Closed alvestrand closed 1 year ago
Discussed in WG meeting April 26, 2022. Issue raised: Should it be a string (for extensibility) rather than a boolean?
Presentation link to April 26 presentation: https://docs.google.com/presentation/d/15iAIhzpaA6reKJBL-ecgYtic6ZKHEpKL5OK_sExTllc/edit#slide=id.g1233c72d2fa_0_18
so far, discussion about extensibility has not provided arguments that warrant the added complexity. Leaving it as a boolean.
We know that noise cancellation can be quite effective in many scenarios. However, noise cancellation is, by default, somewhat restrictive in what it considers "noise", in order to lessen the chance that it is damping stuff that the recipient wants to hear.

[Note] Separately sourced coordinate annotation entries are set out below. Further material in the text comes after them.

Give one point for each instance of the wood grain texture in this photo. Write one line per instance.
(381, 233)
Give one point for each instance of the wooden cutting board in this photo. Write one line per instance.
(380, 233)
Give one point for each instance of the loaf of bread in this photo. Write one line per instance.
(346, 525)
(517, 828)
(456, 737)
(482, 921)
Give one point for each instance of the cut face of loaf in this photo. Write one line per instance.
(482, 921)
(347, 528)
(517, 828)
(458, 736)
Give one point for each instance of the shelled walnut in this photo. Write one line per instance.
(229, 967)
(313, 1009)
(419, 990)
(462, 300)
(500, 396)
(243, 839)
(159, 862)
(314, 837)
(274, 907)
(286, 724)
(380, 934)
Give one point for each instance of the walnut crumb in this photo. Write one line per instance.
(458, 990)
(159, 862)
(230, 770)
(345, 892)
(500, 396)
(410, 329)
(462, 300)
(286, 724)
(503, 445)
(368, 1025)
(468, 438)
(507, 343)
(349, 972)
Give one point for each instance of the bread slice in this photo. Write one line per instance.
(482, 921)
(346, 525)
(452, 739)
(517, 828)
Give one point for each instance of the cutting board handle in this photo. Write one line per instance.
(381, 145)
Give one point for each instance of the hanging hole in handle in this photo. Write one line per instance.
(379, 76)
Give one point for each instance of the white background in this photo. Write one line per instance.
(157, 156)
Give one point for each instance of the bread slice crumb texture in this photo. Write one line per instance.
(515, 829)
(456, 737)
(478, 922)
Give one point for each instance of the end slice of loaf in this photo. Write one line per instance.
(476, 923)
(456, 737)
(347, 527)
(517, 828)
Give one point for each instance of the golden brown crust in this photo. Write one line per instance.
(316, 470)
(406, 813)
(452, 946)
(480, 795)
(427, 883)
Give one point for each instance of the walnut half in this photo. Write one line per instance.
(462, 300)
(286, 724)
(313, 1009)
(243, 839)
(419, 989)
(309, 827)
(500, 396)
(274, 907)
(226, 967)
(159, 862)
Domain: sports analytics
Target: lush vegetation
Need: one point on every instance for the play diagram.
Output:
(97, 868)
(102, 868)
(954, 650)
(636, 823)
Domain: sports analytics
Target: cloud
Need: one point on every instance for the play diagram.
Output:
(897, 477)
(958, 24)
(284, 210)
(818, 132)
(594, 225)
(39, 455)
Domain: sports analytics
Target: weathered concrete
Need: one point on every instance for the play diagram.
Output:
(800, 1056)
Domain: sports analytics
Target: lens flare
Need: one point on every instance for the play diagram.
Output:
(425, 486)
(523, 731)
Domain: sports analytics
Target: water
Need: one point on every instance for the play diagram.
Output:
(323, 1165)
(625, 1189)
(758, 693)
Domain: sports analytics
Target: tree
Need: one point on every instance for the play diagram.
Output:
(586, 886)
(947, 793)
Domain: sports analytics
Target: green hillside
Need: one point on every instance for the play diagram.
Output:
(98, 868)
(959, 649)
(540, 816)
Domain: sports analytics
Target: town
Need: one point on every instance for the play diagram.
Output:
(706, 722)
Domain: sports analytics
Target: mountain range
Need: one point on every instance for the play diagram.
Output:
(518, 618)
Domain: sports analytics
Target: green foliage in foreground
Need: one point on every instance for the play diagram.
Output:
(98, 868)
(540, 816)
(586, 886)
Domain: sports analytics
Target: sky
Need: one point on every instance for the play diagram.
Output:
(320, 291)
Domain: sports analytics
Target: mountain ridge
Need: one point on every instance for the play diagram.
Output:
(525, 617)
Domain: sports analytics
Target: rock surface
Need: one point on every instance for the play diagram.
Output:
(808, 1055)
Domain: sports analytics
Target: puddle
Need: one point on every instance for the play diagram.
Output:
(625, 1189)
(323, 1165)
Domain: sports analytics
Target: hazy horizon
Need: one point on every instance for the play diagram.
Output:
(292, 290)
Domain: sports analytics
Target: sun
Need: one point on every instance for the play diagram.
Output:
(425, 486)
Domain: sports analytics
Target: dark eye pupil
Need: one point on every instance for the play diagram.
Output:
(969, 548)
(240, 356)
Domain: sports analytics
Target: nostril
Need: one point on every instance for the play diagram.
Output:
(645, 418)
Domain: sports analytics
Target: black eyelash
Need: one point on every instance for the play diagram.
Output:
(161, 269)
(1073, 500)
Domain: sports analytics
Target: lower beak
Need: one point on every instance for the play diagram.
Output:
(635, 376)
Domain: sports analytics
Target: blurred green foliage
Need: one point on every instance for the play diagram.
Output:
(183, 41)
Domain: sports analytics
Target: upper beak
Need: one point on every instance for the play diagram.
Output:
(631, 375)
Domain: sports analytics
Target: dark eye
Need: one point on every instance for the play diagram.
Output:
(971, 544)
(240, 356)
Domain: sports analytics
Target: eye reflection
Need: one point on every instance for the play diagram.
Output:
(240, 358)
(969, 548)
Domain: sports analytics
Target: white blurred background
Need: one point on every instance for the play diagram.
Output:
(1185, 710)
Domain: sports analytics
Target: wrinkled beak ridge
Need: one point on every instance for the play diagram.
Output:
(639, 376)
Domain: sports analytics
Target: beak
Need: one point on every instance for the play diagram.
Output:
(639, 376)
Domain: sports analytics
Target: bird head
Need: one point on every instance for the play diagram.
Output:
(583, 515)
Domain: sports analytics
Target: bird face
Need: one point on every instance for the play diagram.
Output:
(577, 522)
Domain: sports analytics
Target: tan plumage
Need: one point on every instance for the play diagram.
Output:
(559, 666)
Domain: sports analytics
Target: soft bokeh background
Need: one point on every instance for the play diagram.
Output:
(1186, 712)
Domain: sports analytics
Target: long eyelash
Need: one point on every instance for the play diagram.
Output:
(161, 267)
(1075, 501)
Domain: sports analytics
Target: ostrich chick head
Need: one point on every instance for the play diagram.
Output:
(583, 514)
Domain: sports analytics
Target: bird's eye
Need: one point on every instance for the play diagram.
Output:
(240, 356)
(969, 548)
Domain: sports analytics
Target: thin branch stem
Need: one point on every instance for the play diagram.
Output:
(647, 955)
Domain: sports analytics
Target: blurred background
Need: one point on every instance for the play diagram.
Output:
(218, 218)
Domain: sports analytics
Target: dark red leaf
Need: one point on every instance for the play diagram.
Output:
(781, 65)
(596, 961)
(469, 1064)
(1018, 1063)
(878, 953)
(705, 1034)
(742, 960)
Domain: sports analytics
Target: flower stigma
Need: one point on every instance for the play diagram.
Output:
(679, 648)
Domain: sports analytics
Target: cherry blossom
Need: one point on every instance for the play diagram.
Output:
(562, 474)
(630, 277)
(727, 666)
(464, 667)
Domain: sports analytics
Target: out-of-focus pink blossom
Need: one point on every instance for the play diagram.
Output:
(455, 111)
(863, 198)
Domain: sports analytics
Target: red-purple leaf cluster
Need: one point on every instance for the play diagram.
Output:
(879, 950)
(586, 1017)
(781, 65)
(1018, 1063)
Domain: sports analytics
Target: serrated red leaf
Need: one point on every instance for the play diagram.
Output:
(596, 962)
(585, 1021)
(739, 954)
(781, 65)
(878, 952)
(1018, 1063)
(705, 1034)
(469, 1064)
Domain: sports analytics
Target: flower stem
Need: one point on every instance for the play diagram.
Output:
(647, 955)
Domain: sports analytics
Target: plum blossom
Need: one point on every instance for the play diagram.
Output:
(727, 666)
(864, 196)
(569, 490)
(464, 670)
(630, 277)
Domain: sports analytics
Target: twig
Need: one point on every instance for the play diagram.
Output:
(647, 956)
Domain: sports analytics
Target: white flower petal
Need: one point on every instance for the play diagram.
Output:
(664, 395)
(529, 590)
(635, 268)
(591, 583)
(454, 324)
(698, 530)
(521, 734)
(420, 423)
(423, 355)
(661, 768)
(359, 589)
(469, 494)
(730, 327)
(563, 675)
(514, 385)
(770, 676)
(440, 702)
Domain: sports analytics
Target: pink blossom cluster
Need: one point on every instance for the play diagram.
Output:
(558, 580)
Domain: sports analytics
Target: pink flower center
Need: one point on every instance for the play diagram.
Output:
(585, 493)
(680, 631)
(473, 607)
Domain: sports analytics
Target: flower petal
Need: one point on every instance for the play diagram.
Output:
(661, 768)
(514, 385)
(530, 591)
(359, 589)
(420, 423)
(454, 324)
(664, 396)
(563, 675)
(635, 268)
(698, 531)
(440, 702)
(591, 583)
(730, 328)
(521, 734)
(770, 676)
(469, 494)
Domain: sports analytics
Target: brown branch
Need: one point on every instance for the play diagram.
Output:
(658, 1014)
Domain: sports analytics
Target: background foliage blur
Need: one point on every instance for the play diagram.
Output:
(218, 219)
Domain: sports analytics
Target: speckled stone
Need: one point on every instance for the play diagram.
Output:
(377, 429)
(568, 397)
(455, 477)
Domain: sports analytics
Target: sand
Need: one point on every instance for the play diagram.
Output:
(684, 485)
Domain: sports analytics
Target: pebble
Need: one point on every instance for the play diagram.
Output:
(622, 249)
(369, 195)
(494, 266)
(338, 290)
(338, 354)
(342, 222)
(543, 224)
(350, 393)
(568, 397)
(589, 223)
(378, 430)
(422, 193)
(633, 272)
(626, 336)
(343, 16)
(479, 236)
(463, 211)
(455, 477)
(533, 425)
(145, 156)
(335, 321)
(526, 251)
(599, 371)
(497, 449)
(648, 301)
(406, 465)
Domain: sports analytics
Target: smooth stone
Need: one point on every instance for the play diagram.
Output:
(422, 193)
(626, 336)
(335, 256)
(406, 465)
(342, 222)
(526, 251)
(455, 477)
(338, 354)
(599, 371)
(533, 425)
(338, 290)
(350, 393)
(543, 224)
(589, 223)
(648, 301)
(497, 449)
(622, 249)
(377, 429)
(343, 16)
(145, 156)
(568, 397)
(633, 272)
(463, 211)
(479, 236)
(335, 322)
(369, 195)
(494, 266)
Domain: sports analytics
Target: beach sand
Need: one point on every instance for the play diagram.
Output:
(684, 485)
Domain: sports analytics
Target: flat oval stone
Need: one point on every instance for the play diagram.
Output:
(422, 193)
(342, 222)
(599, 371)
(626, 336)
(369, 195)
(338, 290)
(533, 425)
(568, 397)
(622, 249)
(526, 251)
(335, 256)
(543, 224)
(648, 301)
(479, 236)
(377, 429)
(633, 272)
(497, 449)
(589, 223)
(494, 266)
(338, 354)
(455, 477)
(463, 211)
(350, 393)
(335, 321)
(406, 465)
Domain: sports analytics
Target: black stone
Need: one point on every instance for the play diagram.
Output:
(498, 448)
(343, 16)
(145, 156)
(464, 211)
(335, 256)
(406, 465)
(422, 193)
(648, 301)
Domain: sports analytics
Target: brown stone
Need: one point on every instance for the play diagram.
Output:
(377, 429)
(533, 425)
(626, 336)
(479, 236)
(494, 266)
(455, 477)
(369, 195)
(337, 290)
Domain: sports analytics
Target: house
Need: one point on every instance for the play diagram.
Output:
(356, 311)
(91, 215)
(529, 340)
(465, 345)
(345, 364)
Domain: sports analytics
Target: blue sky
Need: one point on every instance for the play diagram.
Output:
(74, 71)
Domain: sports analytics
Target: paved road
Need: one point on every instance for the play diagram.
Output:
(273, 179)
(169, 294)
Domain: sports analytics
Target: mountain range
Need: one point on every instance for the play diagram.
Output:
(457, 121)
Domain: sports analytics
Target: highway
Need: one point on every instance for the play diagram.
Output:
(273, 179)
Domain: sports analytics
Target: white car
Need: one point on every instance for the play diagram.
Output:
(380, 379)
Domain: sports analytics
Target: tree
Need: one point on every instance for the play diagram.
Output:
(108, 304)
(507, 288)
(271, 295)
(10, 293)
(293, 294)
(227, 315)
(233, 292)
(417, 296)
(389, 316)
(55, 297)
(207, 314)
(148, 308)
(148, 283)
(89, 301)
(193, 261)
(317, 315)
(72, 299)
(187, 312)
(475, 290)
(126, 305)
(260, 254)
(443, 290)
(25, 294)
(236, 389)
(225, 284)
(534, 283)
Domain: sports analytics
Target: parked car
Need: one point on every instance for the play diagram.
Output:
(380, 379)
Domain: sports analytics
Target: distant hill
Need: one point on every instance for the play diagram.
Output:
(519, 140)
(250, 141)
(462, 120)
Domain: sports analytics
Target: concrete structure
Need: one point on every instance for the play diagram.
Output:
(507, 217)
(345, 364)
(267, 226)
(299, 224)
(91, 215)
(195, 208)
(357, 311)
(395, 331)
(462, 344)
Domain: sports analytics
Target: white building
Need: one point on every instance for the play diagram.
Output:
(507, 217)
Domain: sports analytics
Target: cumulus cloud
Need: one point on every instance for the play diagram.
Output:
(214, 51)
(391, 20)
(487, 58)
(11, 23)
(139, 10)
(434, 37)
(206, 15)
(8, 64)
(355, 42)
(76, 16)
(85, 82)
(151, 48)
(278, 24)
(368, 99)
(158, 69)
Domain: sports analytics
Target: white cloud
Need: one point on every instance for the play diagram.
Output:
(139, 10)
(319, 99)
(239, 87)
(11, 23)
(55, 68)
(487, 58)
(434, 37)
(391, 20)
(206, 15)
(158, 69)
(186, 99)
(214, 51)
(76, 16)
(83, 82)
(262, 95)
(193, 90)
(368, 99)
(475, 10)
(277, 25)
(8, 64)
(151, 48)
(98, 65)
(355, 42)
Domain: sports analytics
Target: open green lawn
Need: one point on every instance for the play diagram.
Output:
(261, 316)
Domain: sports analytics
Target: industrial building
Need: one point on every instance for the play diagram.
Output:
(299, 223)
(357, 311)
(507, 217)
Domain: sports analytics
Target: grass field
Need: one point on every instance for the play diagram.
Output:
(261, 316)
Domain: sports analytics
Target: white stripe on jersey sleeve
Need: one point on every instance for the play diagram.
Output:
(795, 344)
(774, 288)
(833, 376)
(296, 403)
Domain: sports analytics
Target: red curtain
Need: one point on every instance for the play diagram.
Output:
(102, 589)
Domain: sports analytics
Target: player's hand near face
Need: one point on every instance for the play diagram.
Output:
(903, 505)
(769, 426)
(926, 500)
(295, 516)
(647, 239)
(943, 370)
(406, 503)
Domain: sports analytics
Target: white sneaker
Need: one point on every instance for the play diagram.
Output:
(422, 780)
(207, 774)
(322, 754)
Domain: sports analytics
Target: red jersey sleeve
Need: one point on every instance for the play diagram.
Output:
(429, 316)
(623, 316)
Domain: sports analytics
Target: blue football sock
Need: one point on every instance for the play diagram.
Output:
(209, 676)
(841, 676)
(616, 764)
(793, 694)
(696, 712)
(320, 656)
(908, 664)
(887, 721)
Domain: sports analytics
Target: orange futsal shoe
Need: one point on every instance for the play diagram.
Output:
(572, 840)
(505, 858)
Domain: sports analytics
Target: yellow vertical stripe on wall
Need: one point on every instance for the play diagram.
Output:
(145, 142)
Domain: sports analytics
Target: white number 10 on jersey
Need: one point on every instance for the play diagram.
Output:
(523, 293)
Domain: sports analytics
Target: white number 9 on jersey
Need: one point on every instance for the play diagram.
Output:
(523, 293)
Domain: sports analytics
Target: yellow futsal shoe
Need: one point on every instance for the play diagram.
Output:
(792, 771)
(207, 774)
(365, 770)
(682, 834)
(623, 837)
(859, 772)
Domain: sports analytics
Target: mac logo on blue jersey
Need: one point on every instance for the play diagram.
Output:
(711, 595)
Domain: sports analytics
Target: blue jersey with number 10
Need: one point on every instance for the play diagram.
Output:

There are quite powerful algorithms out there that allow better noise removal if we're more sure what the recipient wants to hear - such as removing anything that does not form part of a human voice.
This behavior is sometimes desirable (such as in person to person conversation), and sometimes very undesirable (such as when playing music to each other).
Suggestion: Add a new constraint "voiceIsolation" (values true & false) that, when true, tries to isolate the human voice and remove all other parts of the audio signal. This may also enable features such as directionality (beam-forming) that attempt to take signal only from the direction from which a human voice is detected.